In this thesis, procedures are developed to simulate packed microstructures of particles so as to identify the optimal trade-off between thermal and mechanical behavior. Experimental and numerical simulations of microstructures that have been generated as reported in the literature were found to have volume fractions of around 60%. However, as commercially available thermal greases have volume fractions in the range of 60 − 80%, there is a need to develop an efficient algorithm to generate microstructures numerically. The particle packing is initially posed as a nonlinear programming problem and rigorous optimization search algorithms are systematically applied to generate particle systems that are compactly packed, but without particle overlap. Since the packing problem is computationally expensive, the algorithms are systematically evaluated to improve computational efficiency as measured by the number of particles in the system, as well as the time to generate the microstructure. The evaluated algorithms include the inefficient penalty function methods, best-in-class sequential programming method, matrix-less conjugate gradient method as well as the augmented Lagrangian method. In addition, heuristic algorithms are also evaluated to achieve computationally efficient packing. The evaluated heuristic algorithms are mainly based on the Drop-Fall-Shake method, but modified to more effectively simulate the mixing process in commercial planetary mixers. With the developed procedures, Representative Volume Elements (RVE) with volume fraction as high as 74% were achieved.
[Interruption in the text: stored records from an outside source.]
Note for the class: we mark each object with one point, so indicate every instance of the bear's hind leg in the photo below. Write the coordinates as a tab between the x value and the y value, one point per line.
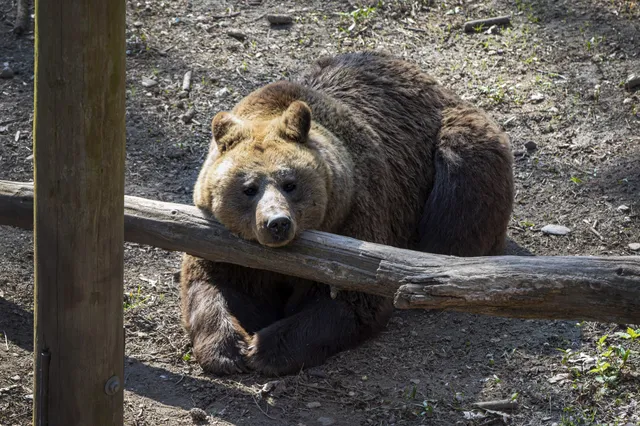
321	329
470	205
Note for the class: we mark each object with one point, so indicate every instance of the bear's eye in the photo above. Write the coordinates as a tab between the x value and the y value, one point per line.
250	191
289	187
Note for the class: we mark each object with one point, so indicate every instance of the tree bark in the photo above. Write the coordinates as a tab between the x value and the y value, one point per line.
22	17
605	289
79	153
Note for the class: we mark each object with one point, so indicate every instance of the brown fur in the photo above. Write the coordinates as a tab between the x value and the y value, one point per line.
362	145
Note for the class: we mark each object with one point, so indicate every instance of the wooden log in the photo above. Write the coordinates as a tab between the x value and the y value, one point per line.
79	152
473	26
603	289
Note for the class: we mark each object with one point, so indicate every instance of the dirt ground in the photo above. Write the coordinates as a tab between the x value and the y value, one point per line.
554	79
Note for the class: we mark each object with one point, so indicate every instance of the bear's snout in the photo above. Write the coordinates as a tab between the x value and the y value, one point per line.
279	225
277	230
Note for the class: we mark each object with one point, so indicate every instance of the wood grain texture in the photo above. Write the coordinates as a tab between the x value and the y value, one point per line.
603	289
79	151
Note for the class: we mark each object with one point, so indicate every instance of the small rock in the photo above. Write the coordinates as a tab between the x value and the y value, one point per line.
148	82
279	19
198	414
632	82
186	81
273	388
537	97
317	372
222	92
555	230
188	116
6	72
238	35
494	29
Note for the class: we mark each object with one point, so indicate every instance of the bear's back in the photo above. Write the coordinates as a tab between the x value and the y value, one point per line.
400	107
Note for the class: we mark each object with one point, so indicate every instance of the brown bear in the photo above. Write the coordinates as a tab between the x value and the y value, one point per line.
363	145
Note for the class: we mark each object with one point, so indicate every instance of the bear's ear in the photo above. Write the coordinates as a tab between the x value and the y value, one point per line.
226	129
295	122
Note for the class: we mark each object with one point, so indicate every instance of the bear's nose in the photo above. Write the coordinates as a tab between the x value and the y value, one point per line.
279	225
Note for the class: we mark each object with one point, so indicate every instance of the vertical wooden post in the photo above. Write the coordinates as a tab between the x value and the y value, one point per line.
79	147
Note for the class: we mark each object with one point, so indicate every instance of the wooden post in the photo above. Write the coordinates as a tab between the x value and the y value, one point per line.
79	148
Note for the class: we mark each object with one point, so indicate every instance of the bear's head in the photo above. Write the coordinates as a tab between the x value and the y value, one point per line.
261	179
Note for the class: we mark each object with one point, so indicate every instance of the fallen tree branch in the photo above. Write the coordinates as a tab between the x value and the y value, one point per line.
605	289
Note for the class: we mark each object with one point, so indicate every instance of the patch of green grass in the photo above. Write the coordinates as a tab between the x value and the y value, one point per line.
134	299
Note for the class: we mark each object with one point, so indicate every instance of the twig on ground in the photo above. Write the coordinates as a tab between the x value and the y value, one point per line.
473	26
225	16
261	410
497	405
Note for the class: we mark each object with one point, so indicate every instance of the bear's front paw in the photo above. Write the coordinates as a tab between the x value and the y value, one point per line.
222	355
272	357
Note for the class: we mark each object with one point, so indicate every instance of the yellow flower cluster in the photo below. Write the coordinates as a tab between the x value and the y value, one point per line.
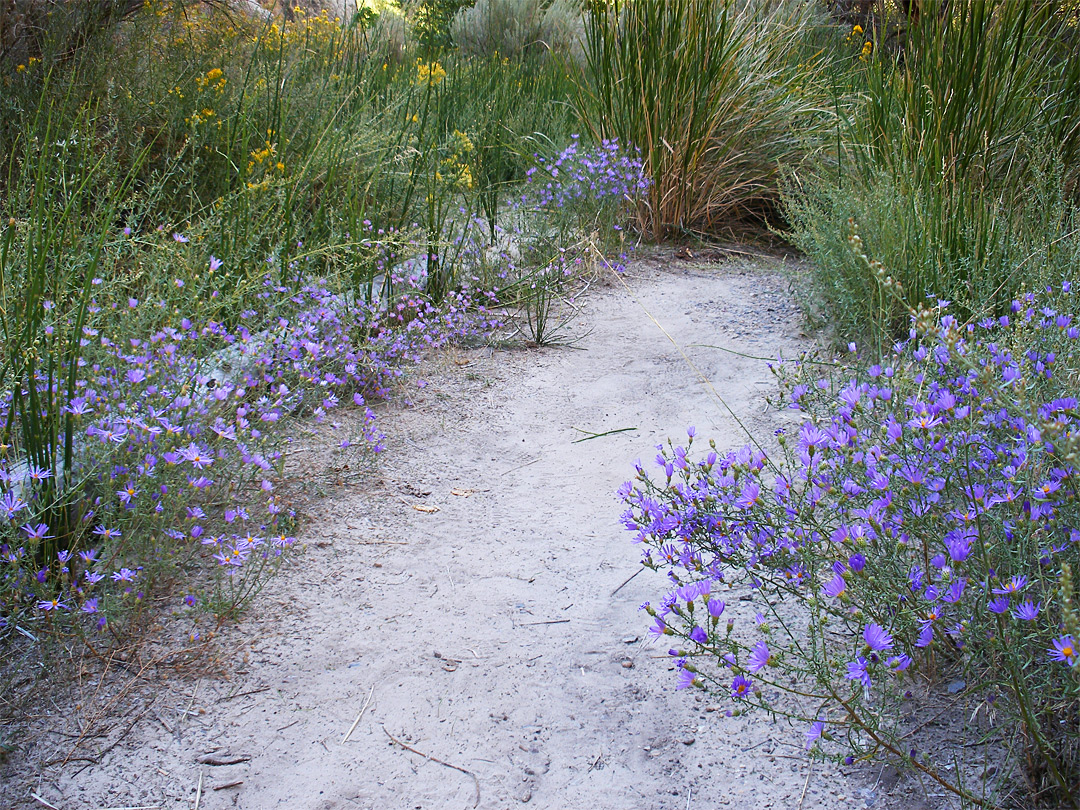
429	72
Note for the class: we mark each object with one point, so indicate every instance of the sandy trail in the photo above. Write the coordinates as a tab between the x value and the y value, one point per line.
486	633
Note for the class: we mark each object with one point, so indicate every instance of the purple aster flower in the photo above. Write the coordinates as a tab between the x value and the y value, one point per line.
856	671
750	496
741	687
1013	585
1065	650
877	638
758	657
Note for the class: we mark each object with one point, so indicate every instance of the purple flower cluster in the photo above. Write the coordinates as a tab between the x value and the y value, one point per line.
925	510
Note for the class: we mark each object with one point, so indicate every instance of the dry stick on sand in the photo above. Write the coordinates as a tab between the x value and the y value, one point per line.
439	761
626	581
356	721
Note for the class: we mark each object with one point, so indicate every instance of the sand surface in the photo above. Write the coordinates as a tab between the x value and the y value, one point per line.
497	634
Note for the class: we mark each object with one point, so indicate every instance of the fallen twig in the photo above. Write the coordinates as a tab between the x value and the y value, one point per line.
439	761
595	763
356	721
805	785
590	434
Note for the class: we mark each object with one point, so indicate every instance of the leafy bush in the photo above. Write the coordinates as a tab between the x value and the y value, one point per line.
512	27
710	92
922	522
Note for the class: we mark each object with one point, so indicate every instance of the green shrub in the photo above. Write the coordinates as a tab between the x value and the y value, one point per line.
956	157
711	93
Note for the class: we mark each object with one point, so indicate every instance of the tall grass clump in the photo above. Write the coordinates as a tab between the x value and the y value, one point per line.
910	548
711	93
956	158
216	226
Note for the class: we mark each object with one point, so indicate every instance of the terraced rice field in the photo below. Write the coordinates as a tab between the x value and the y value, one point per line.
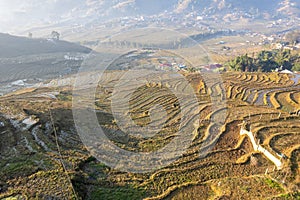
219	163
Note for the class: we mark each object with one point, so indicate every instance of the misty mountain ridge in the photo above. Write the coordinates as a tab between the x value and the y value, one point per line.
14	46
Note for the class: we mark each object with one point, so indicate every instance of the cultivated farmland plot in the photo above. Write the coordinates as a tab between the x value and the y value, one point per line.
267	103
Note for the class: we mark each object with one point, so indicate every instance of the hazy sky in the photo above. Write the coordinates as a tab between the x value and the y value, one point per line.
20	14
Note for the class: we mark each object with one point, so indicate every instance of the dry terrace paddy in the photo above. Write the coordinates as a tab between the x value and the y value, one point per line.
265	103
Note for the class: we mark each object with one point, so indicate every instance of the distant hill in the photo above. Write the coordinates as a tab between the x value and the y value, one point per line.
13	46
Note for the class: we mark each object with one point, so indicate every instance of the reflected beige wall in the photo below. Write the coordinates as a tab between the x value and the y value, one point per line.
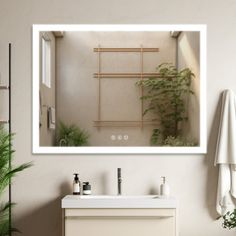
77	90
189	57
47	97
192	178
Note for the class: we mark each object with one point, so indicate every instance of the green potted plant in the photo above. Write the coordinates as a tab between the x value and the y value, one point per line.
166	97
71	135
229	220
7	172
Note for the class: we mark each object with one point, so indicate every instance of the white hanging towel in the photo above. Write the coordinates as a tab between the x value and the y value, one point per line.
51	118
225	155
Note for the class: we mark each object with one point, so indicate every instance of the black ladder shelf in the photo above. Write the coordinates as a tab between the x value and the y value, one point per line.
8	122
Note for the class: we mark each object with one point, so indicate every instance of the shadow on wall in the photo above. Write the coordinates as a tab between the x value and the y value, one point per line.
212	171
45	220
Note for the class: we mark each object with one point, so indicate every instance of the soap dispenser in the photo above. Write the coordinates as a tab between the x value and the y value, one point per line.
76	185
164	188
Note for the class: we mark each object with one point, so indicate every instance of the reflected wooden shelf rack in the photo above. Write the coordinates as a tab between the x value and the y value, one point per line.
126	75
139	75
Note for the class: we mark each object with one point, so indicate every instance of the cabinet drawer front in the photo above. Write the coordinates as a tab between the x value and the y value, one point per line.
119	213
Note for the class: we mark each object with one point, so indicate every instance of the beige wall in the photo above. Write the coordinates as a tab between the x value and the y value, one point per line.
77	90
192	177
48	98
189	57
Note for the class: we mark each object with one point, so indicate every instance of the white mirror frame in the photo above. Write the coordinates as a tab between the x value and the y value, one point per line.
119	150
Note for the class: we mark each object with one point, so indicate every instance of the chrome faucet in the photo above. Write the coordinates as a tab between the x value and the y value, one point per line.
119	180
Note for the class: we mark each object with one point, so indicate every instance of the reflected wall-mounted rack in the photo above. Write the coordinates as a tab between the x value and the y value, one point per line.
139	75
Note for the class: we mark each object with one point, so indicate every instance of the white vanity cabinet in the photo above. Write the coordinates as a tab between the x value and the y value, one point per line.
114	217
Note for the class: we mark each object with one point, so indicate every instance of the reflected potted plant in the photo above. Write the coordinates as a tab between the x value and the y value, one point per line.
166	97
7	172
229	220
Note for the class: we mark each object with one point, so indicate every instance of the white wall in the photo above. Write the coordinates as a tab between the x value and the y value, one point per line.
192	177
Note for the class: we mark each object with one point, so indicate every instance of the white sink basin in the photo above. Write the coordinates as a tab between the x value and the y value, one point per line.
116	201
118	197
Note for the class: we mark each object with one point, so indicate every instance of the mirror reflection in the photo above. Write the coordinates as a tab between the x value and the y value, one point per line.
119	88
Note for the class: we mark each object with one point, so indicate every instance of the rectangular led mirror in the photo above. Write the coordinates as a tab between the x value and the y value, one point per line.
134	89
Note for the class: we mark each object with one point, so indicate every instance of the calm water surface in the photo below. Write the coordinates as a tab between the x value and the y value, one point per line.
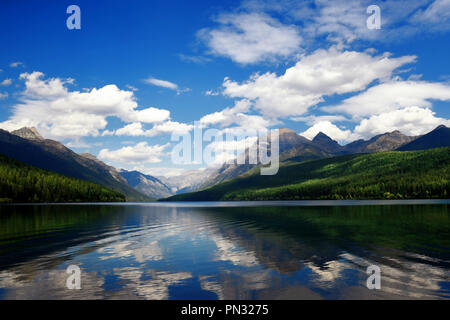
276	250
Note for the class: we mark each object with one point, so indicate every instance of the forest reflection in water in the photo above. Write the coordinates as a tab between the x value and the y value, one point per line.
217	252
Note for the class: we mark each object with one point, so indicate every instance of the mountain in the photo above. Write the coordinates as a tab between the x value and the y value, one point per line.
380	143
54	156
190	180
20	182
439	137
28	133
146	184
288	139
383	175
326	143
294	147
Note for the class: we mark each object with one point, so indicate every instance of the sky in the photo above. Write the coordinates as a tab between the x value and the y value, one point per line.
137	72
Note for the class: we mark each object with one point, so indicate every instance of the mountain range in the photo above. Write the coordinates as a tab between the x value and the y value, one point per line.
28	146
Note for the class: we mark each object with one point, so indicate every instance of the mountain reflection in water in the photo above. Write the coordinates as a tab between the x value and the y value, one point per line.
219	252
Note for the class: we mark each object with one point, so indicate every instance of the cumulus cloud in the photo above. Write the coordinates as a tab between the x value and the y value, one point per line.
331	130
139	153
345	21
59	113
412	121
249	38
236	115
324	72
162	83
16	64
391	96
166	84
167	127
6	82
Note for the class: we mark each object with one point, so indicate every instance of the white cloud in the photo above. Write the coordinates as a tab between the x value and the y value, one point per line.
345	21
132	129
137	154
194	59
166	84
324	72
162	83
391	96
6	82
168	127
59	113
236	115
16	64
132	88
330	130
211	93
251	37
437	14
411	121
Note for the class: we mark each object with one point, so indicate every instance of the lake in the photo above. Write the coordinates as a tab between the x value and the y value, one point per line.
250	250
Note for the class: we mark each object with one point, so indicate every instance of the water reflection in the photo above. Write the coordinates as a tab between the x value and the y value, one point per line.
170	252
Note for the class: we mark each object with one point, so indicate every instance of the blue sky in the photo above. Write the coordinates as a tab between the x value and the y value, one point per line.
137	71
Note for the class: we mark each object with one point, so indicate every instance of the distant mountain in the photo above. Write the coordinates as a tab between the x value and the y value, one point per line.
384	175
20	182
439	137
146	184
54	156
28	133
380	143
326	143
294	147
190	180
288	139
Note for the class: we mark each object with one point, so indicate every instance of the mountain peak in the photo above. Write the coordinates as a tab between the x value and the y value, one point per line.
442	126
28	133
321	136
286	130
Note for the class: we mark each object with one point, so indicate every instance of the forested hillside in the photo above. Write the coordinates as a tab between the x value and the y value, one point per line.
385	175
23	183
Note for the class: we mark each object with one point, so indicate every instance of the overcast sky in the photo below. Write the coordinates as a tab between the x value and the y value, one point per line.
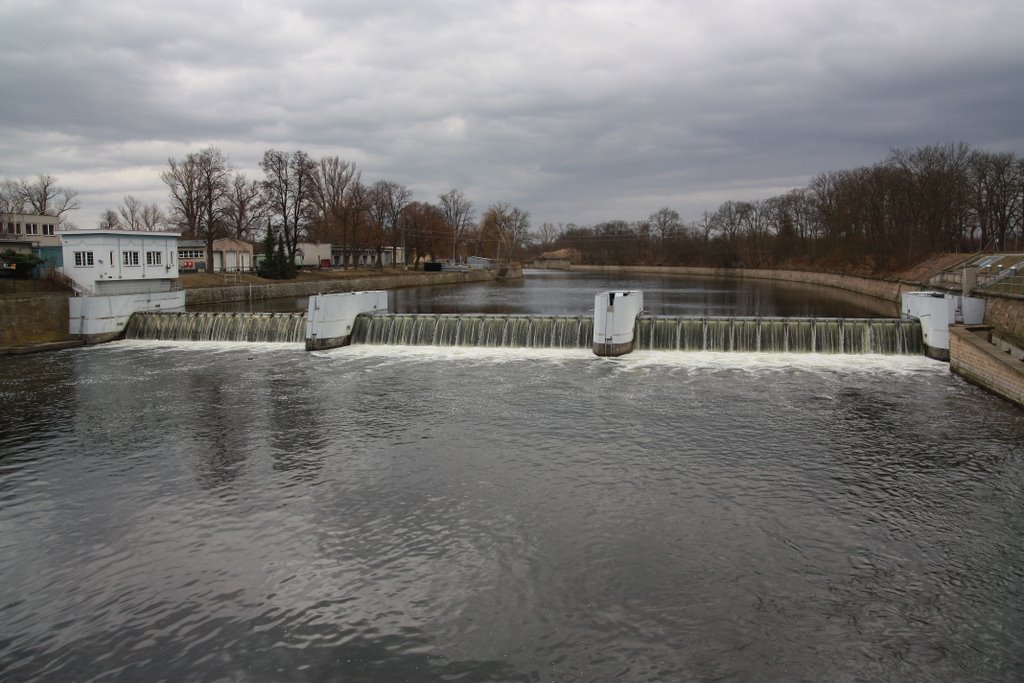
578	112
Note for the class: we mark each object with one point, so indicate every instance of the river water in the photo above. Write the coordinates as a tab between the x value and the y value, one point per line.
231	512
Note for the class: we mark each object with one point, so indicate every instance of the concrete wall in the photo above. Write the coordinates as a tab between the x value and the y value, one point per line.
301	289
33	318
330	316
1001	310
99	318
976	359
1006	312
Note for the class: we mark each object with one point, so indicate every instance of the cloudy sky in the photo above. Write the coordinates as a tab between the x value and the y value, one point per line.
578	111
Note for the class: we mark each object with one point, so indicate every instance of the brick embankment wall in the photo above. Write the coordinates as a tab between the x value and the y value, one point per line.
292	289
33	319
889	290
976	359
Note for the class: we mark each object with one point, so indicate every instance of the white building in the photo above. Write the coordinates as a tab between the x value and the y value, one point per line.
109	262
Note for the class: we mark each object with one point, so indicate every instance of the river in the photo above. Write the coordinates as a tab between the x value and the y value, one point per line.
232	512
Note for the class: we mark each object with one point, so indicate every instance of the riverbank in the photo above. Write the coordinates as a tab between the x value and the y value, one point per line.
35	323
972	355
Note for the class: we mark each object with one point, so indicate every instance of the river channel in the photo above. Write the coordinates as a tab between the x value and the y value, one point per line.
253	512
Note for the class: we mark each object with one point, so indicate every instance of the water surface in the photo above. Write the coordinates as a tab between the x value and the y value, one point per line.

After the microstructurs were generated, the effective thermal conductivity and effective elastic modulus were estimated using a ‘Random Network Model (RNM)’ that was previously developed. The RNM solves the near-percolation heat conduction problem with hundreds of thousands of particles in minutes compared to hours or days that a full-field simulation requires. The approximations inherent in the RNM are valid if the particulate composite has widely different matrix and particle properties, which is true in the case of thermal greases. In the present thesis, the previously developed RNM was modified to account for the fact that the generated RVEs contain sides with cut particles.